All logging functions accept: `message` (string, required), `data` (object), `trace_id` (string), `span_id` (string), `service_name` (string).

### Logs API

| Function | Description |
|---|---|
| `engine::logs::list` | Query stored log entries. Filters: `start_time`, `end_time`, `trace_id`, `span_id`, `severity_min`, `severity_text`, `offset`, `limit`. |
| `engine::logs::clear` | Clear all stored log entries from memory. |

### Traces API

| Function | Description |
|---|---|
| `engine::traces::list` | List stored spans. Filters: `trace_id`, `service_name`, `name`, `status`, `min_duration_ms`, `max_duration_ms`, `start_time`, `end_time`, `sort_by`, `sort_order`, `attributes`, `include_internal`, `offset`, `limit`. |
| `engine::traces::tree` | Retrieve a trace as a hierarchical span tree. Parameters: `trace_id` (required). |
| `engine::traces::clear` | Clear all stored trace spans from memory. |

### Metrics API

| Function | Description |
|---|---|
| `engine::metrics::list` | List metrics with aggregated statistics. Returns engine counters (invocations, workers, performance), SDK metrics, and optional time-bucketed aggregations. |
| `engine::rollups::list` | List metric rollup aggregations (1-minute, 5-minute, 1-hour windows). |

### Other APIs

| Function | Description |
|---|---|
| `engine::baggage::get` | Get a baggage value from the current trace context. |
| `engine::baggage::set` | Set a baggage value in the current trace context. |
| `engine::baggage::get_all` | Get all baggage key-value pairs. |
| `engine::sampling::rules` | List all active sampling rules. |
| `engine::health::check` | Check engine health status. Returns `status`, `components`, `timestamp`, `version`. |
| `engine::alerts::list` | List all configured alert rules and their current state. |
| `engine::alerts::evaluate` | Manually trigger evaluation of all alert rules. |

## Trigger Type: `log`

Register a function to react to log entries as they are produced.

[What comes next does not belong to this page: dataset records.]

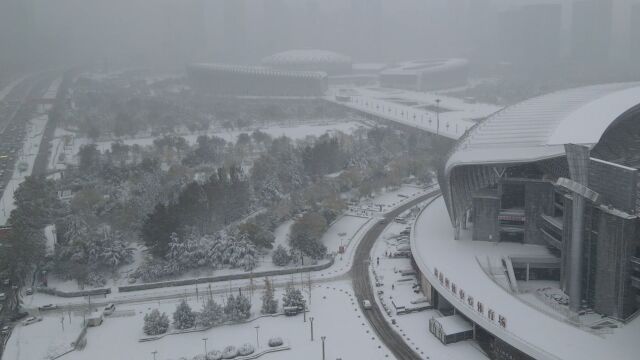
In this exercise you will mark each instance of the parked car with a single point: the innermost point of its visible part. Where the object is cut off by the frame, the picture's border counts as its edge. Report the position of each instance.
(109, 309)
(19, 315)
(5, 330)
(31, 320)
(366, 304)
(48, 307)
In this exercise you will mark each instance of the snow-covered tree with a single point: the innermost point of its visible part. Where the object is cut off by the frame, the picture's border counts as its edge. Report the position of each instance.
(184, 317)
(210, 315)
(269, 303)
(280, 257)
(155, 323)
(292, 297)
(237, 308)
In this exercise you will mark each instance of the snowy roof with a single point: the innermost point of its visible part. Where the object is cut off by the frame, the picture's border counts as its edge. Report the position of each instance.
(533, 327)
(426, 66)
(454, 324)
(298, 57)
(256, 70)
(538, 128)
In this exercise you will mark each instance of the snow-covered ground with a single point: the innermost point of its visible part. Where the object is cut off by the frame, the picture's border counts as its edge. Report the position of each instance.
(28, 153)
(50, 337)
(294, 131)
(528, 327)
(413, 327)
(350, 337)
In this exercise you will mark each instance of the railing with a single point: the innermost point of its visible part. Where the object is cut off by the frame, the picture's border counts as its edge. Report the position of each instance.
(635, 263)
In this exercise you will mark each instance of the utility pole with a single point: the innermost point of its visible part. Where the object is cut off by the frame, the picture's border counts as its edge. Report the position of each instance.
(311, 319)
(257, 327)
(438, 116)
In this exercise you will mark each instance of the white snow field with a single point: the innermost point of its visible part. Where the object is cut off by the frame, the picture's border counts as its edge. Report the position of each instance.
(539, 332)
(333, 307)
(28, 153)
(293, 131)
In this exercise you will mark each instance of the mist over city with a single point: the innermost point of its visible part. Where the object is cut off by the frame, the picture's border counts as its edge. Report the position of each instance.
(319, 179)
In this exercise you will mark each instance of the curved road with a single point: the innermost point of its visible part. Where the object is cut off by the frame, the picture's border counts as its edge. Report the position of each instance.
(363, 289)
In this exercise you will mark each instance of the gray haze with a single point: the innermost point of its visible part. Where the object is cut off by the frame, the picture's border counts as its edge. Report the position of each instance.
(594, 38)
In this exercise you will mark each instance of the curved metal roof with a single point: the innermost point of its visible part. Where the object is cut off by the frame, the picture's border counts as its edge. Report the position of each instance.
(538, 128)
(296, 57)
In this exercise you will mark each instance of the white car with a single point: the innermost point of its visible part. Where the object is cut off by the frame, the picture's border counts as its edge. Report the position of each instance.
(31, 320)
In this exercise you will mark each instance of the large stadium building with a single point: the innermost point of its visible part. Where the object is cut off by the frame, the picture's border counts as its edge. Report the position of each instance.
(536, 239)
(326, 61)
(426, 75)
(239, 80)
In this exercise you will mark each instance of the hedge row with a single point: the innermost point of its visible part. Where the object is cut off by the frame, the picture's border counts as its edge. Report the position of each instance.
(220, 278)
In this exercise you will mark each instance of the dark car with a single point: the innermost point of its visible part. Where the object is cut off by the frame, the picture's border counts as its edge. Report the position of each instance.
(19, 315)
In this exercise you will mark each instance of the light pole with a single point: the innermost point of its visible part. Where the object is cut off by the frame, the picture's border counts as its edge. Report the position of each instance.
(438, 116)
(257, 327)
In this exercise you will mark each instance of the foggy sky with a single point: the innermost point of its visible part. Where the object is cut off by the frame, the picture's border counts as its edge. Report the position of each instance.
(37, 34)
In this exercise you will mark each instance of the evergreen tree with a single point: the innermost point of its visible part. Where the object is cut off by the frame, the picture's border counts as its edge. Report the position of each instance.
(280, 257)
(210, 315)
(156, 323)
(292, 297)
(184, 317)
(269, 303)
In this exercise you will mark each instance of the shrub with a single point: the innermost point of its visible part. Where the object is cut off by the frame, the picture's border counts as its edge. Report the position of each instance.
(280, 257)
(184, 317)
(246, 349)
(229, 352)
(273, 342)
(156, 323)
(214, 355)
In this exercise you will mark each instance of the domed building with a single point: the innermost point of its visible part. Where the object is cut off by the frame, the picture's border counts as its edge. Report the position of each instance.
(310, 60)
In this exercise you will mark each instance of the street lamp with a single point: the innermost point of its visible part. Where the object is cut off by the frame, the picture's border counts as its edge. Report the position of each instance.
(438, 116)
(257, 327)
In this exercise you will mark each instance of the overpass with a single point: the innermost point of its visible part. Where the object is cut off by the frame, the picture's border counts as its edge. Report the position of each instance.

| Config Field | Type | Description |
|---|---|---|
| `level` | string | Log level to subscribe to: `info`, `warn`, `error`, `debug`, or `trace`. When omitted, fires for all levels. |

### Sample Code

```typescript
const fn = iii.registerFunction(
  'monitoring::onError',
  async (logEntry) => {
    await sendAlert({
      message: logEntry.body,
      severity: logEntry.severity_text,
      traceId: logEntry.trace_id,
    })
    return {}
  },
)

iii.registerTrigger({
  type: 'log',
  function_id: fn.id,
  config: { level: 'error' },
})
```

Log entry payload fields: `timestamp_unix_nano`, `observed_timestamp_unix_nano`, `severity_number`, `severity_text`, `body`, `attributes`, `trace_id`, `span_id`, `resource`, `service_name`, `instrumentation_scope_name`, `instrumentation_scope_version`.